Regardless of whether you consider that a good or bad idea though, there's no point in adding contracts into it. They don't add anything. If the feature is supported by the class, then no exception gets thrown. If it isn't, then an exception gets thrown. All adding asserts in preconditions does is make it an AssertError instead of whatever kind of exception you're throwing in the body. It doesn't add anything.

- Jonathan M Davis
February 27, 2010
Jonathan M Davis wrote:
...
> 
> Generally, I speaking, I think that having functions which override functions from a base class and throw if they're used is a bad design. It may be that it makes perfect sense in some contexts, but generally, I'd consider it a very bad idea. Personally, I hate it when APIs do that.

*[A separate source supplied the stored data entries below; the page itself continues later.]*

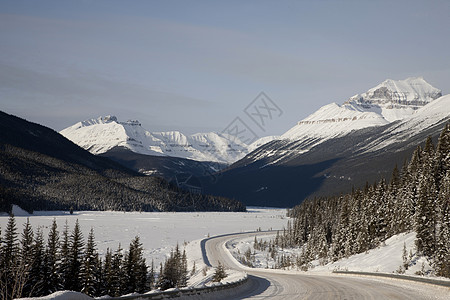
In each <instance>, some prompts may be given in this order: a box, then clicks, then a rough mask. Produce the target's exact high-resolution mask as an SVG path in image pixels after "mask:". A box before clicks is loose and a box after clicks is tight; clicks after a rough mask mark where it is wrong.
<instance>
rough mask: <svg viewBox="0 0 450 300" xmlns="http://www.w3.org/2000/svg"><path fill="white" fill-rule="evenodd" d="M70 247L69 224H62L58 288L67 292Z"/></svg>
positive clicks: (69, 278) (69, 275) (68, 288)
mask: <svg viewBox="0 0 450 300" xmlns="http://www.w3.org/2000/svg"><path fill="white" fill-rule="evenodd" d="M69 252H70V245H69V224H68V223H67V220H66V223H65V224H64V230H63V235H62V242H61V249H60V255H59V256H60V257H61V263H60V265H59V272H58V273H59V275H60V284H59V285H60V286H61V287H62V288H63V289H65V290H67V289H69V283H70V280H71V279H70V277H71V274H70V259H69Z"/></svg>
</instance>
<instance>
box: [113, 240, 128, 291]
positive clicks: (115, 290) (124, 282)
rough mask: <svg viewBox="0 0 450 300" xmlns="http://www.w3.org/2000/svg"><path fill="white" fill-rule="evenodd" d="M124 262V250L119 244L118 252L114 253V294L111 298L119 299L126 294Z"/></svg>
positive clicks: (125, 275)
mask: <svg viewBox="0 0 450 300" xmlns="http://www.w3.org/2000/svg"><path fill="white" fill-rule="evenodd" d="M122 262H123V254H122V248H121V246H120V244H119V246H118V248H117V250H116V252H115V253H114V256H113V260H112V270H113V276H112V283H111V286H112V288H113V292H112V294H111V295H110V296H113V297H117V296H120V295H123V294H125V293H126V289H127V286H126V281H125V277H126V274H125V267H124V266H123V264H122Z"/></svg>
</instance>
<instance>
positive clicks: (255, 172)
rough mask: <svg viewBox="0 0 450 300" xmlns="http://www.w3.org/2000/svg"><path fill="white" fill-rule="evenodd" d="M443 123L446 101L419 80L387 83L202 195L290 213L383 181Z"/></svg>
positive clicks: (446, 104)
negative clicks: (244, 203) (294, 210)
mask: <svg viewBox="0 0 450 300" xmlns="http://www.w3.org/2000/svg"><path fill="white" fill-rule="evenodd" d="M449 119H450V95H446V96H441V91H440V90H438V89H435V88H433V87H432V86H431V85H429V84H428V83H426V82H425V81H424V80H423V79H422V78H409V79H406V80H403V81H392V80H387V81H385V82H383V83H382V84H380V85H378V86H377V87H376V88H373V89H370V90H369V91H368V92H367V93H364V94H362V95H357V96H354V97H352V98H350V100H348V101H346V102H345V103H344V104H343V105H338V104H330V105H327V106H324V107H322V108H321V109H319V110H318V111H317V112H315V113H314V114H312V115H310V116H309V117H307V118H306V119H304V120H302V121H301V122H299V123H298V124H297V125H296V126H295V127H293V128H292V129H290V130H289V131H287V132H286V133H285V134H283V135H282V136H281V138H280V139H279V140H274V141H271V142H269V143H267V144H265V145H263V146H261V147H259V148H258V149H256V150H254V151H253V152H252V153H250V154H248V155H247V156H246V157H244V158H243V159H241V160H239V161H237V162H236V163H234V164H233V165H231V166H230V167H229V168H227V169H225V170H223V171H221V172H220V173H219V174H216V176H215V178H214V182H211V181H210V180H209V179H208V177H205V178H203V185H204V186H205V190H206V191H207V192H210V193H213V194H217V195H226V196H228V197H232V198H234V199H239V200H241V201H243V202H244V203H245V204H247V205H266V206H278V207H290V206H293V205H295V204H298V203H300V202H301V201H302V200H303V199H305V198H306V197H313V196H324V195H335V194H339V193H343V192H348V191H350V190H351V188H352V186H356V187H361V186H363V185H364V184H365V183H366V181H368V182H369V183H372V182H373V181H375V180H379V179H380V178H389V176H390V173H391V172H392V166H393V165H395V164H398V165H399V167H400V166H401V165H402V164H403V162H404V160H405V159H407V158H408V157H410V155H411V152H412V151H413V150H414V149H415V147H417V145H419V144H420V143H421V142H423V141H424V140H425V139H426V137H427V136H428V135H431V136H433V137H434V139H435V140H437V136H438V135H439V133H440V131H441V130H442V128H443V127H444V125H445V123H446V122H448V121H449Z"/></svg>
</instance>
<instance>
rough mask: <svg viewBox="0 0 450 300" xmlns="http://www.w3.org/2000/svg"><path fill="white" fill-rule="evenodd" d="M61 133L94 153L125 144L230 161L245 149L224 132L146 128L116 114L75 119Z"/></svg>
mask: <svg viewBox="0 0 450 300" xmlns="http://www.w3.org/2000/svg"><path fill="white" fill-rule="evenodd" d="M60 133H61V134H62V135H63V136H65V137H66V138H68V139H69V140H71V141H73V142H74V143H76V144H77V145H79V146H80V147H82V148H84V149H86V150H88V151H89V152H91V153H93V154H101V153H105V152H107V151H109V150H111V149H113V148H115V147H124V148H128V149H130V150H131V151H133V152H134V153H139V154H145V155H152V156H172V157H179V158H186V159H191V160H196V161H209V162H218V163H222V164H230V163H232V162H234V161H236V160H238V159H240V158H242V157H244V155H245V154H247V153H248V151H247V147H248V146H247V145H246V144H245V143H243V142H241V141H240V140H239V139H237V138H235V137H234V136H230V135H227V134H223V133H215V132H209V133H197V134H193V135H189V136H187V135H184V134H182V133H181V132H178V131H168V132H149V131H147V130H145V129H144V128H142V126H141V124H140V123H139V122H138V121H133V120H129V121H126V122H120V121H118V120H117V117H115V116H106V117H99V118H97V119H91V120H87V121H83V122H78V123H76V124H75V125H73V126H70V127H68V128H66V129H63V130H61V132H60Z"/></svg>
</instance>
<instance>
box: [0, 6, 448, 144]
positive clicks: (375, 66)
mask: <svg viewBox="0 0 450 300" xmlns="http://www.w3.org/2000/svg"><path fill="white" fill-rule="evenodd" d="M448 16H450V1H414V0H412V1H411V0H410V1H392V0H390V1H356V0H355V1H324V0H319V1H283V0H281V1H242V0H241V1H213V0H211V1H196V0H191V1H187V0H186V1H184V0H183V1H181V0H180V1H173V0H164V1H162V0H161V1H151V0H149V1H139V0H136V1H115V0H95V1H94V0H80V1H67V0H53V1H49V0H40V1H22V0H13V1H9V0H1V1H0V110H2V111H5V112H7V113H10V114H14V115H17V116H20V117H22V118H25V119H27V120H29V121H33V122H36V123H39V124H42V125H45V126H48V127H51V128H53V129H55V130H57V131H59V130H62V129H64V128H66V127H68V126H71V125H73V124H75V123H76V122H79V121H82V120H86V119H90V118H97V117H99V116H105V115H115V116H117V118H118V119H119V120H123V121H126V120H128V119H133V120H136V119H137V120H139V121H140V122H141V123H142V126H143V127H144V128H146V129H147V130H149V131H169V130H179V131H181V132H183V133H185V134H192V133H196V132H209V131H216V132H221V131H222V130H223V129H224V128H227V126H229V125H230V123H231V122H233V120H235V119H236V118H239V120H241V121H242V122H243V123H245V124H246V125H247V126H248V127H249V128H250V129H252V130H253V131H254V132H255V134H256V135H258V136H266V135H280V134H282V133H284V132H286V131H287V130H288V129H289V128H291V127H292V126H294V125H295V124H296V123H297V122H298V121H300V120H302V119H303V118H305V117H307V116H308V115H309V114H311V113H313V112H314V111H316V110H317V109H319V108H320V107H321V106H323V105H326V104H329V103H331V102H336V103H339V104H341V103H343V102H344V101H345V100H347V99H348V98H349V97H351V96H353V95H355V94H357V93H363V92H365V91H367V90H368V89H369V88H372V87H374V86H376V85H377V84H379V83H381V82H382V81H384V80H385V79H388V78H389V79H405V78H407V77H411V76H423V77H424V78H425V80H427V81H428V82H429V83H430V84H431V85H433V86H435V87H437V88H439V89H441V90H442V91H443V94H448V93H450V55H449V49H450V18H449V17H448ZM261 92H264V94H265V95H267V97H269V99H270V100H271V101H270V103H272V104H275V105H276V107H277V108H278V110H277V113H276V114H273V115H270V117H271V118H266V122H265V124H264V126H258V124H257V122H255V120H254V119H252V118H251V115H249V114H246V112H248V107H249V106H252V105H253V106H255V104H258V101H260V100H258V99H257V96H258V95H260V93H261ZM255 101H256V102H255ZM260 108H261V106H260ZM266 112H267V113H270V112H269V111H266ZM266 116H267V114H266ZM259 125H261V124H259Z"/></svg>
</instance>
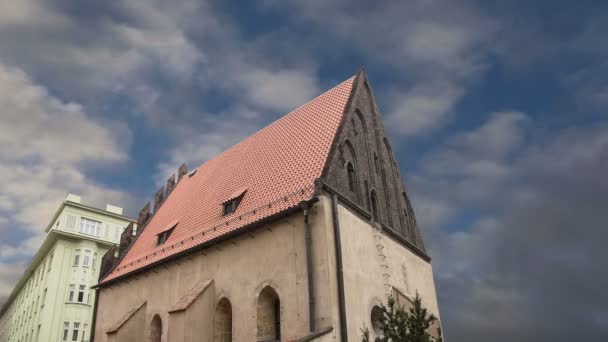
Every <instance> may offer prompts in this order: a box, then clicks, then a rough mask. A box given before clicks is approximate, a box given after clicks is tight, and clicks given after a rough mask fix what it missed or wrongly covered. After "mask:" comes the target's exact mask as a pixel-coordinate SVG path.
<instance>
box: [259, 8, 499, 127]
mask: <svg viewBox="0 0 608 342" xmlns="http://www.w3.org/2000/svg"><path fill="white" fill-rule="evenodd" d="M266 4H269V5H272V6H278V7H287V8H290V7H292V6H294V3H293V2H290V3H289V4H287V3H285V2H278V1H268V2H266ZM295 7H297V10H292V13H297V18H296V20H302V19H301V18H306V19H305V20H307V21H312V22H314V24H315V25H316V26H317V27H318V28H319V31H320V32H319V34H323V35H327V34H330V35H334V36H337V37H339V39H338V41H340V44H345V45H349V46H351V47H356V48H358V49H359V51H360V52H362V53H363V54H364V55H365V56H366V57H367V58H369V60H372V61H375V62H376V63H381V64H388V65H390V68H392V69H393V70H394V73H396V74H399V73H402V75H398V76H395V77H394V79H393V84H395V85H394V86H393V89H392V90H391V94H390V95H389V96H388V97H387V98H386V99H387V100H388V101H387V102H388V103H387V104H388V106H387V107H386V108H387V110H386V112H387V113H388V115H387V122H388V123H389V124H388V125H387V127H389V129H390V130H393V131H394V132H395V133H397V134H399V135H401V136H415V135H419V134H424V133H427V132H429V131H431V130H433V129H436V128H438V127H441V126H442V125H444V124H445V123H446V122H448V121H449V120H450V119H451V117H452V115H450V114H454V112H453V111H454V107H455V106H456V105H457V104H458V101H459V100H460V99H461V98H462V97H463V96H464V95H465V94H466V93H467V91H468V89H469V87H470V86H471V85H472V84H474V83H475V81H477V79H478V78H479V77H480V75H482V74H483V72H484V71H485V69H486V67H487V62H486V59H487V58H488V55H489V53H490V49H489V45H490V44H491V42H492V41H493V39H494V38H495V36H496V34H497V32H499V26H498V24H497V23H496V22H494V21H493V20H492V19H491V18H490V17H488V16H487V15H485V14H484V13H482V12H481V11H479V10H478V9H477V8H476V7H475V6H473V5H471V4H469V3H467V2H462V1H395V2H385V3H383V4H382V6H371V5H369V4H365V3H353V2H352V1H331V2H328V1H298V2H295ZM362 18H365V19H364V20H362Z"/></svg>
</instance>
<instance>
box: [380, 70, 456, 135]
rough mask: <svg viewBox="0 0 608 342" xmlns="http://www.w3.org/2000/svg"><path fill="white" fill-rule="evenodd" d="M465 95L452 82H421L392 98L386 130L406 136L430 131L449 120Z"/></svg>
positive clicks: (394, 96)
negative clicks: (420, 82)
mask: <svg viewBox="0 0 608 342" xmlns="http://www.w3.org/2000/svg"><path fill="white" fill-rule="evenodd" d="M464 94H465V89H463V88H462V87H461V86H460V85H457V84H455V83H452V82H446V81H439V82H425V81H422V82H421V83H419V84H417V85H416V86H414V87H413V88H411V89H408V90H405V91H404V92H402V93H394V94H393V95H392V98H391V102H390V103H389V106H388V107H389V108H390V111H389V112H388V115H387V127H389V128H390V130H391V131H394V132H396V133H398V134H400V135H404V136H413V135H418V134H421V133H424V132H428V131H430V130H432V129H434V128H437V127H438V126H440V125H442V124H443V123H444V122H445V121H446V119H447V118H448V116H449V115H450V114H451V113H452V109H453V108H454V106H455V105H456V103H457V102H458V100H460V98H462V96H463V95H464Z"/></svg>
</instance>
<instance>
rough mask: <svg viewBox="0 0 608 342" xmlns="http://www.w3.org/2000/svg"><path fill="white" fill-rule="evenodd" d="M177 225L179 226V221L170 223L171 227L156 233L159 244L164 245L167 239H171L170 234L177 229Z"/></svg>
mask: <svg viewBox="0 0 608 342" xmlns="http://www.w3.org/2000/svg"><path fill="white" fill-rule="evenodd" d="M175 226H177V222H176V223H173V224H171V225H169V229H165V230H164V231H163V232H161V233H159V234H158V235H156V245H157V246H158V245H162V244H163V243H165V242H166V241H167V239H169V236H170V235H171V233H173V229H175Z"/></svg>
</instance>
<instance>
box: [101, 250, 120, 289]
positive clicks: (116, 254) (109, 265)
mask: <svg viewBox="0 0 608 342" xmlns="http://www.w3.org/2000/svg"><path fill="white" fill-rule="evenodd" d="M116 252H117V250H116V245H114V246H112V248H110V249H109V250H108V251H107V252H106V254H104V255H103V257H101V264H100V266H99V279H98V281H101V279H103V277H105V276H106V275H107V274H108V273H110V270H111V269H112V268H114V266H115V265H116V262H117V261H118V255H117V254H116Z"/></svg>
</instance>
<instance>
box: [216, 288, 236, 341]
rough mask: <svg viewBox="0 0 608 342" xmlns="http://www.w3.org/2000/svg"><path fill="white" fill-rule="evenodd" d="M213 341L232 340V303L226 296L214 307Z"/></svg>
mask: <svg viewBox="0 0 608 342" xmlns="http://www.w3.org/2000/svg"><path fill="white" fill-rule="evenodd" d="M213 342H232V305H231V304H230V301H229V300H228V298H226V297H224V298H222V299H220V301H219V303H217V307H216V308H215V317H214V318H213Z"/></svg>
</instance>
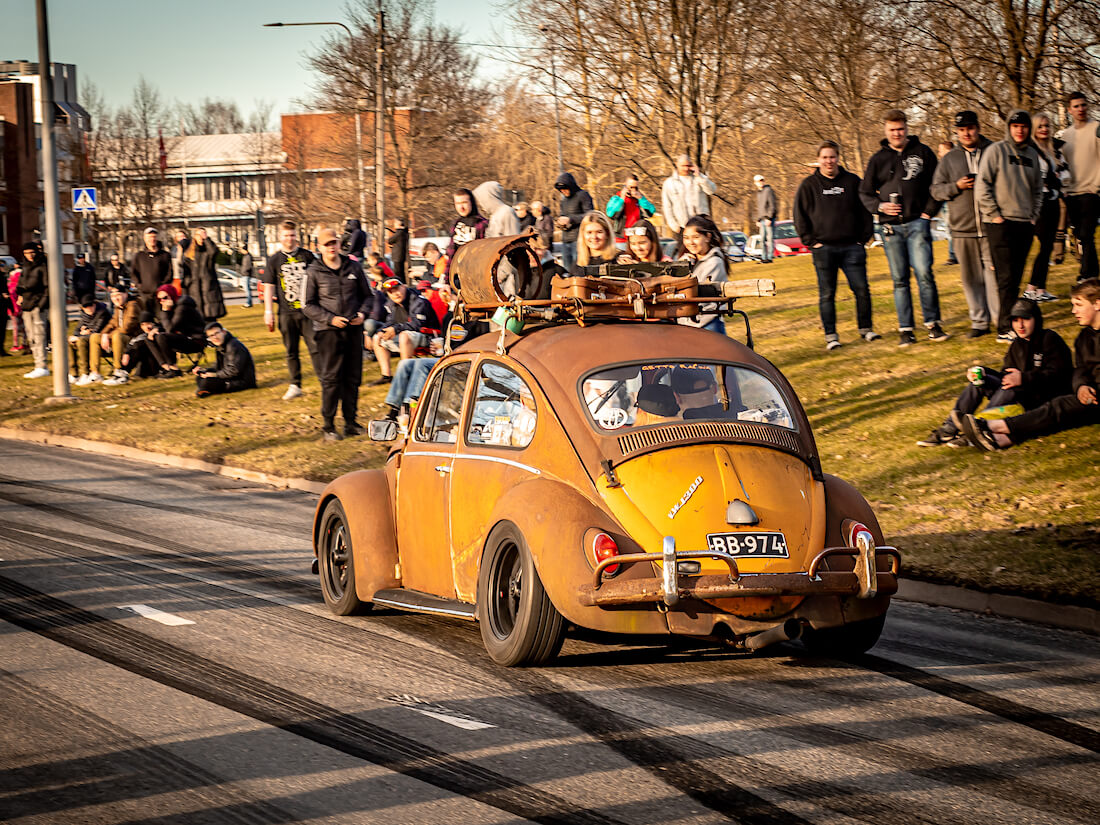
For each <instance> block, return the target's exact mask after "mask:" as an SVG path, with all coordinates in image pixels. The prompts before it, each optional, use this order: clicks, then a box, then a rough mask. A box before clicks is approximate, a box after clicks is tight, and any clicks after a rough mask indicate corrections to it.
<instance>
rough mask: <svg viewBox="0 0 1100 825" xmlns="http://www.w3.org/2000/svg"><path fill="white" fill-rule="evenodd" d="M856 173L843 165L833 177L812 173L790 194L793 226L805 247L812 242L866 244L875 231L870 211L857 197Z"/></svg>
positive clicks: (848, 243) (858, 186) (860, 182)
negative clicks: (800, 238) (790, 194)
mask: <svg viewBox="0 0 1100 825" xmlns="http://www.w3.org/2000/svg"><path fill="white" fill-rule="evenodd" d="M860 183H861V182H860V179H859V175H855V174H853V173H850V172H848V171H847V169H846V168H844V167H843V166H840V167H838V168H837V175H836V177H834V178H828V177H825V176H824V175H823V174H822V173H821V171H817V172H814V174H813V175H810V176H809V177H806V178H805V179H804V180H803V182H802V183H801V184H800V185H799V191H798V194H796V195H795V196H794V228H795V229H796V230H798V232H799V237H800V238H801V239H802V242H803V243H804V244H806V246H810V248H813V245H814V244H815V243H827V244H851V243H867V242H868V241H869V240H871V234H872V233H873V232H875V221H873V220H872V219H871V213H870V212H868V211H867V210H866V209H865V208H864V204H862V201H861V200H860V198H859V184H860Z"/></svg>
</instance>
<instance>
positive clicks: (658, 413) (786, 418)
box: [581, 361, 795, 431]
mask: <svg viewBox="0 0 1100 825" xmlns="http://www.w3.org/2000/svg"><path fill="white" fill-rule="evenodd" d="M581 399H582V401H583V403H584V405H585V406H586V407H587V409H588V415H590V417H591V420H592V422H593V425H594V426H595V427H596V429H598V430H603V431H608V430H610V431H617V430H623V429H628V428H632V427H646V426H649V425H657V423H673V422H676V421H729V420H734V421H753V422H757V423H769V425H772V426H775V427H784V428H787V429H790V430H793V429H795V426H794V417H793V416H792V415H791V411H790V409H789V408H788V406H787V401H784V400H783V394H782V393H781V392H780V390H779V387H777V386H775V385H774V384H773V383H772V382H771V379H770V378H768V377H767V376H764V375H762V374H760V373H758V372H756V371H755V370H750V368H748V367H745V366H734V365H730V364H712V363H702V362H680V361H668V362H656V363H645V364H632V365H630V366H615V367H607V368H604V370H598V371H596V372H594V373H590V374H588V375H587V376H586V377H585V378H584V381H582V382H581Z"/></svg>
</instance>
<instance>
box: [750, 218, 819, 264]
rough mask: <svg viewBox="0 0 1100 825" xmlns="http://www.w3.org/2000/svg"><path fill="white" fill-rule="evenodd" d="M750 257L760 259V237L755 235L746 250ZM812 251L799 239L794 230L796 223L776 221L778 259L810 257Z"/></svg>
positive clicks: (752, 235)
mask: <svg viewBox="0 0 1100 825" xmlns="http://www.w3.org/2000/svg"><path fill="white" fill-rule="evenodd" d="M745 251H746V253H747V254H748V255H749V256H750V257H756V259H758V257H760V253H761V249H760V235H759V234H755V235H752V237H751V238H749V242H748V245H747V246H746V248H745ZM809 254H810V249H809V248H807V246H806V244H804V243H803V242H802V239H801V238H799V233H798V232H796V231H795V229H794V221H775V257H789V256H791V255H809Z"/></svg>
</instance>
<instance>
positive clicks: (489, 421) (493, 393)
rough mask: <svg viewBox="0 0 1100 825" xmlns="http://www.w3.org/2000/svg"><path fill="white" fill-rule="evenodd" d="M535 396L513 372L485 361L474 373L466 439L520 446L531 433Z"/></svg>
mask: <svg viewBox="0 0 1100 825" xmlns="http://www.w3.org/2000/svg"><path fill="white" fill-rule="evenodd" d="M537 421H538V414H537V411H536V408H535V396H533V395H532V394H531V390H530V388H529V387H528V386H527V384H526V383H525V382H524V379H522V378H520V377H519V376H518V375H517V374H516V373H515V372H513V371H511V370H509V368H508V367H506V366H504V365H503V364H494V363H492V362H486V363H484V364H483V365H482V368H481V372H480V373H478V376H477V392H476V394H475V395H474V401H473V409H472V410H471V412H470V429H469V430H467V431H466V442H467V443H471V444H486V445H489V444H491V445H493V447H515V448H519V449H521V448H524V447H527V445H528V444H529V443H531V439H532V438H533V437H535V425H536V422H537Z"/></svg>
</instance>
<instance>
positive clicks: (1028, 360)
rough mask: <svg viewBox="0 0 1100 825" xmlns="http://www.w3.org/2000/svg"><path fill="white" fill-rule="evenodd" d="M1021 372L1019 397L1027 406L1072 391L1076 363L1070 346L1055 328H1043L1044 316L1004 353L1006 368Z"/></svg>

I agree, but it's sometimes hard to avoid. For example if you want a
composite and component class to have a common interface, some operations
won't make sense for components. The alternative to throwing is a no-op or
return a null object. Or asserting.

> Regardless of whether you consider that a good or bad idea though, there's no point in adding contracts into it. They don't add anything. If the feature is supported by the class, then no exception gets thrown. If it isn't, then an exception gets thrown. All adding asserts in preconditions does is make it an AssertError instead of whatever kind of exception you're throwing in the body. It doesn't add anything.
> 
> - Jonathan M Davis

True, it only adds AssertError and that could be replaced with regular asserts.

Thanks.











February 27, 2010
Lutger wrote:

> 
> True, it only adds AssertError and that could be replaced with regular asserts.
> 
> Thanks.

??? Regular asserts? When asserts in D fail, they throw an exception of type AssertError. So, unless you're talking about explicitly throwing an AssertError yourself (which seems rather silly to me), I don't know what you could mean by the difference of having an AssertError get thrown from having a "regular" assert.

- Jonathan M Davis
February 27, 2010
Jonathan M Davis wrote:

> Lutger wrote:
> 
>> 
>> True, it only adds AssertError and that could be replaced with regular asserts.
>> 
>> Thanks.
> 
> ??? Regular asserts? When asserts in D fail, they throw an exception of type AssertError. So, unless you're talking about explicitly throwing an AssertError yourself (which seems rather silly to me), I don't know what you could mean by the difference of having an AssertError get thrown from having a "regular" assert.
> 
> - Jonathan M Davis

I wasn't clear, this is what I meant with 'regular' asserts:

void foo()
{
    assert(precondition);
}

instead of:

void foo()
in
{
    assert(precondition);
}
body
{
}



February 28, 2010
Lutger wrote:

> Jonathan M Davis wrote:
> 
>> Lutger wrote:
>> 
>>> 
>>> True, it only adds AssertError and that could be replaced with regular asserts.
>>> 
>>> Thanks.
>> 
>> ??? Regular asserts? When asserts in D fail, they throw an exception of type AssertError. So, unless you're talking about explicitly throwing an AssertError yourself (which seems rather silly to me), I don't know what you could mean by the difference of having an AssertError get thrown from having a "regular" assert.
>> 
>> - Jonathan M Davis
> 
> I wasn't clear, this is what I meant with 'regular' asserts:
> 
> void foo()
> {
>     assert(precondition);
> }
> 
> instead of:
> 
> void foo()
> in
> {
>     assert(precondition);
> }
> body
> {
> }

Ah, okay. Normally, both would be there in debug mode and neither would be there in release mode, though I believe that if you were to use the unittest flag in release mode, you'd get the asserts inside functions but not the ones in contracts. So, there _could_ be a difference, but in most cases, there wouldn't be. Naturally, if you really want to make it so that calling a particular function throws an exception, you're going to want to throw that exception yourself rather than using an assertion.